Moreover, it is unnecessary to eliminate the cyst wall altogether since it has no excretory function. To obviate the risk of damaging the nerves, during the operation we did not give any try to remove the cyst wall forcibly but left it undisturbed. The overall satisfying outcome and relatively less recurrence and complications exhibited the safety and efficacy of our strategy.

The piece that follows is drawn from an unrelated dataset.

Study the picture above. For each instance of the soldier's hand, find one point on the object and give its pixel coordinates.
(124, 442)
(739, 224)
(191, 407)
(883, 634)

Adjuvant procedures were applied to enhance the obstruction. After the obstruction with muscle graft, the residual space was filled with gelfoam and/or fibrin glue, or a muscle flap. Such materials were not expected to fill the cavity effectively or consistently but served as temporary compression to equalize the pressure between the cavity and the dural sac. This temporary equalization might help to prevent laceration of the muscle graft and provide a stable condition for fixation of the obstruction, thus preventing recurrence. However, the confirmation of such an assumption demands histological evidence and further study. In addition, a closed non-pressure drainage was inserted into the cavity to drain the hemorrhage in the surgical site. Furthermore, if CSF leakage happened, although not seen in the current series, the leakage could be identified immediately in the drainage and managed in time. Altogether, we would like to suggest the current strategy for potential consideration by surgeons confronting a sacral meningeal cyst case.
Limitations of our study included its retrospective nature and relatively small sample size. Additionally, the subsequent changes in the muscle graft and surrounding tissues were not investigated. A prospective study with a large cohort is in need in the future, as well as histological research in the surgical site.